Sabemos que a Música na escola não visa a formação de artistas, de músicos e muito menos virtuoses. Acreditamos que ela fará uma vivência e entendimento da linguagem musical, desenvolvendo, assim, os canais sensoriais, melhorando a maneira de expressar as emoções, aumentando a cultura geral e a formação integral do cidadão inserido na sociedade em que vive. (LIMA, 2013, p. 47).

A garantia de que estudantes e professores irão conseguir êxito nos processos de musicalização na escola não perpassa o domínio técnico sobre a música. Antes se ancoram na ampliação do repertório musical e pela fruição do belo em diálogo com as vivências compartilhadas a partir de uma cultura musical. 
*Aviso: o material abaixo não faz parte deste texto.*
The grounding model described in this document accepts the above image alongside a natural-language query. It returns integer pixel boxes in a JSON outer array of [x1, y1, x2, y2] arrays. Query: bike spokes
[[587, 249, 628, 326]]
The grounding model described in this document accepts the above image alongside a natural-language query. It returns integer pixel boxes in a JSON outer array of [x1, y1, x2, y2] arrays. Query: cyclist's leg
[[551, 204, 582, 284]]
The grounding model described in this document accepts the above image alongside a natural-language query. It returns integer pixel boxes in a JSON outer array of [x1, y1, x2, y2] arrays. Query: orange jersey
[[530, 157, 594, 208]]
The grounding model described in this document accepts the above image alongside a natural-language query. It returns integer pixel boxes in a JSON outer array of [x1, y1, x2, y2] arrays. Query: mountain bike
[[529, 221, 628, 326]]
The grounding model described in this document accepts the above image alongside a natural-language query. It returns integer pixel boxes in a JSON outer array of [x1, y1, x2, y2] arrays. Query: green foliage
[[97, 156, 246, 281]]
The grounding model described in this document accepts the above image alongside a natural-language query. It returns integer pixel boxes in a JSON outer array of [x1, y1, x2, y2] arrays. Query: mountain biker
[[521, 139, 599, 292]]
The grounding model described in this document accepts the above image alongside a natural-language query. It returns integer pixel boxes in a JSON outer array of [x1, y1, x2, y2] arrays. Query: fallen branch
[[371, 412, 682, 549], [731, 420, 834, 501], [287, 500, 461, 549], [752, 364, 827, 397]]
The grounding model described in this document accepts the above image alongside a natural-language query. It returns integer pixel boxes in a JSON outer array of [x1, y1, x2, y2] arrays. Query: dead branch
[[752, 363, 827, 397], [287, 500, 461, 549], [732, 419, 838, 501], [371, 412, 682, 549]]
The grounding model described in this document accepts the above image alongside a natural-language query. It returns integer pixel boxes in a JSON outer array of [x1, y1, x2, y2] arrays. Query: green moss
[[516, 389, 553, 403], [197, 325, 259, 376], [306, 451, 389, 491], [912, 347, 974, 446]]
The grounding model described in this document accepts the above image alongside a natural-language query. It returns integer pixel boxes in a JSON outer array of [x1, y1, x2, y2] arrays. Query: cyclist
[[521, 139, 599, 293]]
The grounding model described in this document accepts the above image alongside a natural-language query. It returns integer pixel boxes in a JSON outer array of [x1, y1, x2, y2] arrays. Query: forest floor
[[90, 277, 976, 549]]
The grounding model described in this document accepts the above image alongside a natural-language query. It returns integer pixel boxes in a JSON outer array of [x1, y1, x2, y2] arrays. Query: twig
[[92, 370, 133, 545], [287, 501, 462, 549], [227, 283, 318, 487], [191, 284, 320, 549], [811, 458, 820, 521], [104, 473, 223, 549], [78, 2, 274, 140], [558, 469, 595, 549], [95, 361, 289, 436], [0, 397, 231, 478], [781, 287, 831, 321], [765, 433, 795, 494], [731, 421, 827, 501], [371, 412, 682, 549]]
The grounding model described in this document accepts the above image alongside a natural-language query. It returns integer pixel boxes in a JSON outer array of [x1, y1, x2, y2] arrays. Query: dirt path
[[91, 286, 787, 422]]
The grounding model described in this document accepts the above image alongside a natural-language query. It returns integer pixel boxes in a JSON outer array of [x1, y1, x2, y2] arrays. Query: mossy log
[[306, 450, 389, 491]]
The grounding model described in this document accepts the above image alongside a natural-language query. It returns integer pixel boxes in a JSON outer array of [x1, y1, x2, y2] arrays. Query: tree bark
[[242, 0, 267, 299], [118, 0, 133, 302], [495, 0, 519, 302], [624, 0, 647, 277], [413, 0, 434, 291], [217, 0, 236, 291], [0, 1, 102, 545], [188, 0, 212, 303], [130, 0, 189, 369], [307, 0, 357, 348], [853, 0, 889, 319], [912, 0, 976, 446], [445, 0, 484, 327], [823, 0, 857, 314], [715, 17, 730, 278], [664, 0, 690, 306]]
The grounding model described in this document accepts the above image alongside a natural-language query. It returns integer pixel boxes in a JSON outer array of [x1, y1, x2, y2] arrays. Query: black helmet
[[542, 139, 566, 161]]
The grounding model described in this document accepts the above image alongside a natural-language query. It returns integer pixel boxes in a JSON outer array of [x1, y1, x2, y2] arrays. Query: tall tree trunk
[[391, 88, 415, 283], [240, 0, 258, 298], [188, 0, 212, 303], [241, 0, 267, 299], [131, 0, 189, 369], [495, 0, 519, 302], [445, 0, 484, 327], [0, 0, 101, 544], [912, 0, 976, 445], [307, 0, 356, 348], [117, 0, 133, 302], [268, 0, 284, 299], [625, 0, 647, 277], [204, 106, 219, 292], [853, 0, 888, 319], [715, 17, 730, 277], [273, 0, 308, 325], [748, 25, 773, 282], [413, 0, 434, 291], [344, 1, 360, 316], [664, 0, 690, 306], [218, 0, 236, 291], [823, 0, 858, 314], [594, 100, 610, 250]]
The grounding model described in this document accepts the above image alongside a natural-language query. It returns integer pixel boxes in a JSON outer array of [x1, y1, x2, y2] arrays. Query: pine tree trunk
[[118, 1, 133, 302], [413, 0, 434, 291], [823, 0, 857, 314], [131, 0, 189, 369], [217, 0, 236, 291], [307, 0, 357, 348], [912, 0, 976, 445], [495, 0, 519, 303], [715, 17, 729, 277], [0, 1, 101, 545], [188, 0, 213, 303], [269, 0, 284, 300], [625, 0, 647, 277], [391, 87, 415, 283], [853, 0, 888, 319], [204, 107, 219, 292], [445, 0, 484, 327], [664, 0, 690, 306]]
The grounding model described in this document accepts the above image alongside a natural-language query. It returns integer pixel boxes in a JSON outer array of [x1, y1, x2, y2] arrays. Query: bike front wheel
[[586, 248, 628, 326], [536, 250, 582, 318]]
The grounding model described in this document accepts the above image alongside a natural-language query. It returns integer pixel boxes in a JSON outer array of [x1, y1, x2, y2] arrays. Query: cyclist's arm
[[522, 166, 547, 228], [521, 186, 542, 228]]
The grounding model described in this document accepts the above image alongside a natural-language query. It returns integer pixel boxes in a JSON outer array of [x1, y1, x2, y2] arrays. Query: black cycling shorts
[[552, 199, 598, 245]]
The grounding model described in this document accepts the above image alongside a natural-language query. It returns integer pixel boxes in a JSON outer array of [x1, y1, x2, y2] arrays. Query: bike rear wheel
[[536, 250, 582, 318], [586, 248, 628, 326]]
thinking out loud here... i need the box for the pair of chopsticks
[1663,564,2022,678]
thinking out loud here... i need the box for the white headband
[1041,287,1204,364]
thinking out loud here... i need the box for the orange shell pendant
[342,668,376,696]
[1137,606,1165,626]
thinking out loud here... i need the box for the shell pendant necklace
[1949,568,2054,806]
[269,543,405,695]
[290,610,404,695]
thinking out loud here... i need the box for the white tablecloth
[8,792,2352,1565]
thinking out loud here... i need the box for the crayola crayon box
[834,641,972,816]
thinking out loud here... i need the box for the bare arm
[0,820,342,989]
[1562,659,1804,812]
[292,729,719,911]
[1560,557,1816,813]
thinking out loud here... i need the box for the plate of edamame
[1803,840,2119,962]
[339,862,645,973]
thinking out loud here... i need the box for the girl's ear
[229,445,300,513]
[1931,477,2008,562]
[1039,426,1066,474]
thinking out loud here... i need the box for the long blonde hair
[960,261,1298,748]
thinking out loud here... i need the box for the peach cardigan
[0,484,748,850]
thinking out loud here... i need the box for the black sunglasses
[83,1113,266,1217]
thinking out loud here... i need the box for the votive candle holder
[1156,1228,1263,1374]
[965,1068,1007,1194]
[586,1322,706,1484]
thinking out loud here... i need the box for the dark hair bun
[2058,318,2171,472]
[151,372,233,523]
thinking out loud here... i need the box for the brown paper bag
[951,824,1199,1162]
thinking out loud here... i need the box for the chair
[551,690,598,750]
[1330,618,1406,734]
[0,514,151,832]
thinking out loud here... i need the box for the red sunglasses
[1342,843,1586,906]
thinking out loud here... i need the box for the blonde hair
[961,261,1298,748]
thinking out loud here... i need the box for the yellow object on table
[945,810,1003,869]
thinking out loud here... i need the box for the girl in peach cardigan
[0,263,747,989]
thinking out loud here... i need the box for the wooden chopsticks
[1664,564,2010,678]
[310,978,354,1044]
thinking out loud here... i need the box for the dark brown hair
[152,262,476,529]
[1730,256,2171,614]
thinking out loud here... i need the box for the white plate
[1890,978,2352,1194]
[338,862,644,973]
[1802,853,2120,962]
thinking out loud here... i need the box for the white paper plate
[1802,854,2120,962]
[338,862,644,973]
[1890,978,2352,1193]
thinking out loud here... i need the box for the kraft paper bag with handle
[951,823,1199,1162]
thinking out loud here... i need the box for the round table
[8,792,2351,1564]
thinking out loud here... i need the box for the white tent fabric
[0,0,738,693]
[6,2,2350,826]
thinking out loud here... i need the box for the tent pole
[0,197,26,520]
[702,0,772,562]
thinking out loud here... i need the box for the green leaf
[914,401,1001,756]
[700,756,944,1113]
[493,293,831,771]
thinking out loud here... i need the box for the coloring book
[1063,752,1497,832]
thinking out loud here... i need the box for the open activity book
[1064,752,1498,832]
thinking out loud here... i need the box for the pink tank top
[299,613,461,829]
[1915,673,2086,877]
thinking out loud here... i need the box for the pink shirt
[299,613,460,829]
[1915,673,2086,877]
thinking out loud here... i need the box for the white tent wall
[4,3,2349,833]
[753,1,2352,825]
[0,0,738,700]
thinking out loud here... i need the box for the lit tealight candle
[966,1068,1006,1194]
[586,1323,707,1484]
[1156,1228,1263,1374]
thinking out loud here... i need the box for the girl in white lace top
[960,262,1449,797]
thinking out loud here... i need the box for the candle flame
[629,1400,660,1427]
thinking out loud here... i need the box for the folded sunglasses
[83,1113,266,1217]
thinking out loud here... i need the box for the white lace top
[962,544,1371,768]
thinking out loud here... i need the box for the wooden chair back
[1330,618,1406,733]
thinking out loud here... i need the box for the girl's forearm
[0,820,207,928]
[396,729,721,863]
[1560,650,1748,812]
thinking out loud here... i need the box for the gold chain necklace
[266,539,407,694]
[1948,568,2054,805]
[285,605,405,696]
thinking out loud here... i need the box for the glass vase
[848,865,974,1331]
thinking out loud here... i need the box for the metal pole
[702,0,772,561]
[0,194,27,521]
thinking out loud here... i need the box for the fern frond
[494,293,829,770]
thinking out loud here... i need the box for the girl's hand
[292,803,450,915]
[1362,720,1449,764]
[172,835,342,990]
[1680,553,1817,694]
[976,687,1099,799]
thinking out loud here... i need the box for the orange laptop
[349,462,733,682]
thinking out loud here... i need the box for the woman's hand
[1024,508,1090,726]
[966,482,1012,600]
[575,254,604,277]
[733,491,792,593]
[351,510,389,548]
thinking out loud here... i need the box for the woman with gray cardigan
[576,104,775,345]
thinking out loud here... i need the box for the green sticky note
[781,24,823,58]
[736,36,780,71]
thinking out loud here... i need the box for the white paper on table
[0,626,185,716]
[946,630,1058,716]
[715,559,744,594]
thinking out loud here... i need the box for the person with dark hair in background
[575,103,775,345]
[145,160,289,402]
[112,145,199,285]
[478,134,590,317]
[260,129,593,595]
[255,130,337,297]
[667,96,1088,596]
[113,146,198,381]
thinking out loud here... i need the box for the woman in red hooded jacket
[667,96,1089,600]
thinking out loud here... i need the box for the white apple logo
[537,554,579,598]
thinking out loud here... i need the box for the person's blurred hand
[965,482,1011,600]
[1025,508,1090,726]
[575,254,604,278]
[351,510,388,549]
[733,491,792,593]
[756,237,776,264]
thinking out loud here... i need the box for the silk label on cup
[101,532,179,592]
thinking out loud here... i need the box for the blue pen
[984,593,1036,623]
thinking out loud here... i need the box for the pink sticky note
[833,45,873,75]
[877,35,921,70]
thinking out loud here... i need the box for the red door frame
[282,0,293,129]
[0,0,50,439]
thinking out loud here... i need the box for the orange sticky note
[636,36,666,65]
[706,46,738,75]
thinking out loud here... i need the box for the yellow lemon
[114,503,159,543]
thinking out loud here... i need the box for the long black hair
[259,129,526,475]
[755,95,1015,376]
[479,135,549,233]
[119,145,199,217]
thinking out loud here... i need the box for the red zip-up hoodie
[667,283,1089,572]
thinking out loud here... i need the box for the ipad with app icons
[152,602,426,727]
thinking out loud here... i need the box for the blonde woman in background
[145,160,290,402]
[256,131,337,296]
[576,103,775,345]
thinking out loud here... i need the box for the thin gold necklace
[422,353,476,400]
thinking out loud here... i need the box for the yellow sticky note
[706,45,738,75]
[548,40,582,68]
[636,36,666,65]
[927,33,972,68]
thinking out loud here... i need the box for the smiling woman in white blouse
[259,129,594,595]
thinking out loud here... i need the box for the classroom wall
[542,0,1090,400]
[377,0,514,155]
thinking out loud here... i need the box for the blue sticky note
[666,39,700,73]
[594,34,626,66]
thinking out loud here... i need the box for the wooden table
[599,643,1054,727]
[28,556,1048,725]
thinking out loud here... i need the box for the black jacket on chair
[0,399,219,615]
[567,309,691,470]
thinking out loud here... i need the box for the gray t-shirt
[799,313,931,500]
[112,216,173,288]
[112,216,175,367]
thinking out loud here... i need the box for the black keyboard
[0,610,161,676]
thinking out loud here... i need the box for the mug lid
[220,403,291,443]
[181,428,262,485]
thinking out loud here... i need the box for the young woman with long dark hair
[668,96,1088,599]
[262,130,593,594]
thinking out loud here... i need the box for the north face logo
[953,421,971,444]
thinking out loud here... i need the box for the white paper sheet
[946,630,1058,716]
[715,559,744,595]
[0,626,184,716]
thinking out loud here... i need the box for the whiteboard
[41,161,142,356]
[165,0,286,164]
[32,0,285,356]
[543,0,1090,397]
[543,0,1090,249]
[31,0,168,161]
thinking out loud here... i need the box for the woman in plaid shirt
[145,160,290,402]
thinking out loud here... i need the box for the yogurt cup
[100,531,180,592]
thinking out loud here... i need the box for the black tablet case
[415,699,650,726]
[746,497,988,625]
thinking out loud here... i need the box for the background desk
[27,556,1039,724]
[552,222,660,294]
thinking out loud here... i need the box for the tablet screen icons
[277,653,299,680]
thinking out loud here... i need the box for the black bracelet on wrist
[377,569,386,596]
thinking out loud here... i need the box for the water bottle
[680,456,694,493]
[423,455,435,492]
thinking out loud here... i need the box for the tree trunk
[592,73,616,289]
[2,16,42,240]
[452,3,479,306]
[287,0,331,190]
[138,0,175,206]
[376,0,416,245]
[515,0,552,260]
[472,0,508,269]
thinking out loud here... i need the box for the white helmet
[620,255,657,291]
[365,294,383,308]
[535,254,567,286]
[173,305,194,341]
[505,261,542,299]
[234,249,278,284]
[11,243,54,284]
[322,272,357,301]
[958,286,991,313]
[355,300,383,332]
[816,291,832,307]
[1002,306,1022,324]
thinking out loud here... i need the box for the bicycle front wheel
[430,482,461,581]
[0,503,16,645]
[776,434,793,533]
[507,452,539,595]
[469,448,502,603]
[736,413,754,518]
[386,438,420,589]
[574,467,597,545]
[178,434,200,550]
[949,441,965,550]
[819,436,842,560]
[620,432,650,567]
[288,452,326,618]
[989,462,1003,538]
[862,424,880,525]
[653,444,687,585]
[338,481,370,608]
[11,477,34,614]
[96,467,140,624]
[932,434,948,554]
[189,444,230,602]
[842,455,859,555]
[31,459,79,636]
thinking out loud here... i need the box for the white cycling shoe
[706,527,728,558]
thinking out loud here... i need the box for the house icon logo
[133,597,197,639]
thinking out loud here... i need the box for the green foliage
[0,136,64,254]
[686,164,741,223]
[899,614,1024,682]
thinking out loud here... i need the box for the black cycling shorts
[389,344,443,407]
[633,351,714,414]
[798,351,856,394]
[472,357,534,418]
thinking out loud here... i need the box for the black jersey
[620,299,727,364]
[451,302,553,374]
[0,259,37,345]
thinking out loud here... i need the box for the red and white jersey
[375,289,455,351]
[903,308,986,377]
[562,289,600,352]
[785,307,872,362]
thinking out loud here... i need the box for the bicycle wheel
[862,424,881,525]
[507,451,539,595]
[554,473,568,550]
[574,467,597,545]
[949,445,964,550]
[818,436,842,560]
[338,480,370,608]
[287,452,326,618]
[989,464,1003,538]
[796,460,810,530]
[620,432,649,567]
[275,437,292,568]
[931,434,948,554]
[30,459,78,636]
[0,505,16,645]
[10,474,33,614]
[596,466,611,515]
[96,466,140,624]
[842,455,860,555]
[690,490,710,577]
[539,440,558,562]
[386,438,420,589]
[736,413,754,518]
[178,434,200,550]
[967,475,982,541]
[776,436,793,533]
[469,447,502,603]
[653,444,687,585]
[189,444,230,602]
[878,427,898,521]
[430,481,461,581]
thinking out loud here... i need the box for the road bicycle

É preciso engajar professores de arte

Pensemos a prática pedagógica pouco inclusiva encenada por um professor de arte. Importa observar quais aspectos de sua prática se distanciam de uma implicação com o fazer pedagógico.

É preciso que se contemple as concepções de uma musicalização entre os estudantes no ambiente da escola. Essa concepção é apontada nos conceitos elencados anteriormente por Regina Luzia Marcondes de Arruda Lima.

Pensemos que a prática defendida por este professor, ao limitar as ações dos estudantes apenas a escuta e ao debate, deixa de considerar outros importantes aspectos do processo de musicalização. Seus alunos não podem abrir os olhos e devem ficar em silêncio durante a escuta de uma música infantil. A turma é dos primeiros anos do ensino fundamental.

Desse modo, estudantes terão uma percepção limitada sobre a ressonância musical e os seus efeitos sobre seus corpos e dos outros colegas ao permanecerem todos de olhos fechados. Eles nunca saberão quais reações seus colegas tiveram ao ouvir determinada música. Esta capacidade de compartilhar percepções é um componente fundamental no processo de musicalização para crianças e adolescentes. 

O desafio é a criação do diálogo ativo

Outro ponto que merece atenção ao analisar a prática pedagógica deste professor é o fato de ter obrigado seus estudantes a permanecerem em silêncio. Um fator de interesse para a apreciação musical é a capacidade de memorização dos sons. Para que isso ocorra é indispensável a repetição dos sons escutados.

A criança repete sons com a boca na tentativa de imitá-los e consegue memorizar sonoridades peculiares no seu dia a dia. Se a música é uma linguagem natural do ser humano seria incoerente limitar o aprendizado à mera escuta passiva.

Constituir um repertório musical vai muito além da assimilação passiva de uma música. É nessa constituição plural que a musicalização atinge seu papel social. Criar um espaço de diálogo entre os sujeitos, não apenas no âmbito da música, mas também na fala.